Researchers scanned the brains of 92 adolescents, ages 16 to 20, before and after an 18-month period. During that year and a half, half of the teens -- who already had extensive alcohol and marijuana-use histories -- continued to use marijuana and alcohol in varying amounts. The other half abstained or kept consumption minimal, as they had throughout adolescence.
 
The before-and-after brain scans of the teens consuming five or more drinks at least twice a week showed reduced white matter brain tissue, study co-author Susan Tapert, neuroscientist at University of California, San Diego, told HuffPost. This may mean declines in memory, attention, and decision-making into later adolescence and adulthood, she said.
 
The teens who used the most marijuana did not show a change in brain tissue health, according to the study.
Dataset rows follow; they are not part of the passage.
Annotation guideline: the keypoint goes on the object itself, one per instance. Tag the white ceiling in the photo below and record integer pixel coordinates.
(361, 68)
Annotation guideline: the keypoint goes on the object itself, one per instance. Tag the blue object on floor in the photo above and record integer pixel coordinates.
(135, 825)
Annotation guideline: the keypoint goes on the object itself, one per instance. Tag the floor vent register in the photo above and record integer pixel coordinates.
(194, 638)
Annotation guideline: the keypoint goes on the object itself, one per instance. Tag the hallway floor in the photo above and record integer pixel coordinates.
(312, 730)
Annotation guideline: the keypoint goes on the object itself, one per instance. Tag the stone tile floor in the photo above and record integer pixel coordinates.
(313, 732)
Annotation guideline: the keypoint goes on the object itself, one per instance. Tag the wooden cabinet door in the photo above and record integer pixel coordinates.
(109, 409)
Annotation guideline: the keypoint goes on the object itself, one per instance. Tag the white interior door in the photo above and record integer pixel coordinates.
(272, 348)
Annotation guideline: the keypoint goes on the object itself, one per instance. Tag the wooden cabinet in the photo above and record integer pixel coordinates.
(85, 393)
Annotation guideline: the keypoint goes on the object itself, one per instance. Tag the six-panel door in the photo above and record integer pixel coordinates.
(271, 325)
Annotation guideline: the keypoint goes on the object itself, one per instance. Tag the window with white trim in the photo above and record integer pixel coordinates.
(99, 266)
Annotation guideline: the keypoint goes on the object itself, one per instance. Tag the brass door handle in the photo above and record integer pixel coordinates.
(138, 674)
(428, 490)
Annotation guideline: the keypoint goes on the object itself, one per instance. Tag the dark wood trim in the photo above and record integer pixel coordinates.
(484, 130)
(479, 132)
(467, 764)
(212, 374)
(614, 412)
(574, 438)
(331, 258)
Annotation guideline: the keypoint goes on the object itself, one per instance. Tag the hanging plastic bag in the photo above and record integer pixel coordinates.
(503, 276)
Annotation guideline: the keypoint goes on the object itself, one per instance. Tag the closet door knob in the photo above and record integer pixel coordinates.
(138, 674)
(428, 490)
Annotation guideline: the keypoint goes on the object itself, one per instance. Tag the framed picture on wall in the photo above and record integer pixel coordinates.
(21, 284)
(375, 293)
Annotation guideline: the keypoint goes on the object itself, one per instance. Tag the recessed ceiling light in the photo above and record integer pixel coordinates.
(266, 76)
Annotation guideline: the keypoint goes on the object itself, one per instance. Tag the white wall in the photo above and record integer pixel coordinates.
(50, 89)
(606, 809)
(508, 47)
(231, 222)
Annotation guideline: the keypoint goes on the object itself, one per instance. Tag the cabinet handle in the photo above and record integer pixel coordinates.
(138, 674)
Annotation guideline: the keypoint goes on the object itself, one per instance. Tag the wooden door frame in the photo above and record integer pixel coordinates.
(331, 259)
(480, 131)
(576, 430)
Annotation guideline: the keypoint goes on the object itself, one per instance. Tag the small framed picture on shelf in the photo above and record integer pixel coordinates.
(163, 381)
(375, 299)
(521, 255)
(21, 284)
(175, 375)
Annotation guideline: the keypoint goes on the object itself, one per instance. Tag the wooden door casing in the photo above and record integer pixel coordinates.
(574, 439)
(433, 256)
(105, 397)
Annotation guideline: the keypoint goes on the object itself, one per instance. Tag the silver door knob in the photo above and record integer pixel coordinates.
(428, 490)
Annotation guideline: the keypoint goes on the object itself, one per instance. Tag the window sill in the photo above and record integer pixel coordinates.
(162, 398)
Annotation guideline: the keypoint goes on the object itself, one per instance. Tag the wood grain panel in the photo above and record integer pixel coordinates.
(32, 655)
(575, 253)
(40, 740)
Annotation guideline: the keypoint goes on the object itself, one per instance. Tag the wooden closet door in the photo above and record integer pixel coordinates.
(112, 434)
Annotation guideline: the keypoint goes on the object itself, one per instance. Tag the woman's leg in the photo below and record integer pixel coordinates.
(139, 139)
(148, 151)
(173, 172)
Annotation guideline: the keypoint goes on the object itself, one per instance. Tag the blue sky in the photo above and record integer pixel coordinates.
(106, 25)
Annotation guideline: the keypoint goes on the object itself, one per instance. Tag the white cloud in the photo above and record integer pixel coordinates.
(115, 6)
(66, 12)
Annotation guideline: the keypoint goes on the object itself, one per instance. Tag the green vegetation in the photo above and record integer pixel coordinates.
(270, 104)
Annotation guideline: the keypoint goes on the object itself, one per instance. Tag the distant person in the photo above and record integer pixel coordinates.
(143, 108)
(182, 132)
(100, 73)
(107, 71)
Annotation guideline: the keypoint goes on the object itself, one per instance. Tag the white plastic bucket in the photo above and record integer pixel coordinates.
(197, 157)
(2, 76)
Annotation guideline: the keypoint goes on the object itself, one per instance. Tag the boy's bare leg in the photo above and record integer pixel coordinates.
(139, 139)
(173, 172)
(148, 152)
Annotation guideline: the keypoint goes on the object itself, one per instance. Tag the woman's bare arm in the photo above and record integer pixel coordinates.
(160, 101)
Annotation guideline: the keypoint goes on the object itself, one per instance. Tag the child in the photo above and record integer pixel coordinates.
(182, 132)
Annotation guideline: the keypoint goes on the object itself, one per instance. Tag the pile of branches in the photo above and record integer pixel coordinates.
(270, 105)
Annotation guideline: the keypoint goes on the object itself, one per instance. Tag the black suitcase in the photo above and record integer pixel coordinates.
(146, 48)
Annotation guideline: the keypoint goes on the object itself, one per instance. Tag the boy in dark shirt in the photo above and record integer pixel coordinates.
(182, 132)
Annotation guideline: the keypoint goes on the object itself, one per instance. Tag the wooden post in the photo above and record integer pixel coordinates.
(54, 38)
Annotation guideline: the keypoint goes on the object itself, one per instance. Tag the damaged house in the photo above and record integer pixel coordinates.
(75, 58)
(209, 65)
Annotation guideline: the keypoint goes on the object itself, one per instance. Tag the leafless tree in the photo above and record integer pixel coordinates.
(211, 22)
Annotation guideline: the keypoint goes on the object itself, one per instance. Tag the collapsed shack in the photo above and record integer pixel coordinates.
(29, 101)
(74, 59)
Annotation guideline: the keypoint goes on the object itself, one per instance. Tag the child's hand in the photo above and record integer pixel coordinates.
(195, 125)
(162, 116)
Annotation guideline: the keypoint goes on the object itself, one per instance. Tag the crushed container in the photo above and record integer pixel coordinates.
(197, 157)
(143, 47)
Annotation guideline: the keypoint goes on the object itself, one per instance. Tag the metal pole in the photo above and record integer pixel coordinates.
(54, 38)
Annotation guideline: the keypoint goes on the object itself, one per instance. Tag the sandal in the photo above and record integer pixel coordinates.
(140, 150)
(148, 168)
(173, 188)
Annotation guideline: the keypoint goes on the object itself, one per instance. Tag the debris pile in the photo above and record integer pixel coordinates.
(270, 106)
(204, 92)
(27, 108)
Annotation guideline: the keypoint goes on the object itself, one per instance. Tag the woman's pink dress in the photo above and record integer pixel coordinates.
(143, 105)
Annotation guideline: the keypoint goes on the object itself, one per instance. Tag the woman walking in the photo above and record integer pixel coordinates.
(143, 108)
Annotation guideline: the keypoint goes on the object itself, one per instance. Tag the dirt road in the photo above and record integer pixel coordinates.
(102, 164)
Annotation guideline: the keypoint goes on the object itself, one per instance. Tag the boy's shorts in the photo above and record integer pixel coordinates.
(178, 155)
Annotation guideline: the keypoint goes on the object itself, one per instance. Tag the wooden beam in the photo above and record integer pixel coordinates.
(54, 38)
The researchers did not test performance; they only looked at brain scans.
 
The study was conducted by researchers at UC San Diego and is scheduled to be published in the April issue of the journal Alcoholism: Clinical & Experimental Research.
 
The damage occurs because white matter brain tissue develops throughout adolescence and into a person's 20s, Joanna Jacobus, postdoctoral fellow at the UC San Diego, and co-author of the study, told HuffPost.
 
Part of that still-developing brain tissue is where decision-making ability comes from, which can exacerbate substance use. "It becomes a cycle. If teens decrease their tissue health and cognitive ability to inhibit themselves, they might become more likely to engage in risky behavior like excessive substance use," Jacobus said.
 
While studies showing the deleterious effect of alcohol on adolescents and adults have been more consistent, studies of the effect of marijuana have not, Tapert said. "One reason is that marijuana can really vary. Different strains contain different levels of THC and other marijuana components. For example, some studies have suggested one component, cannabidiol, may actually have neuroprotective effects," she said.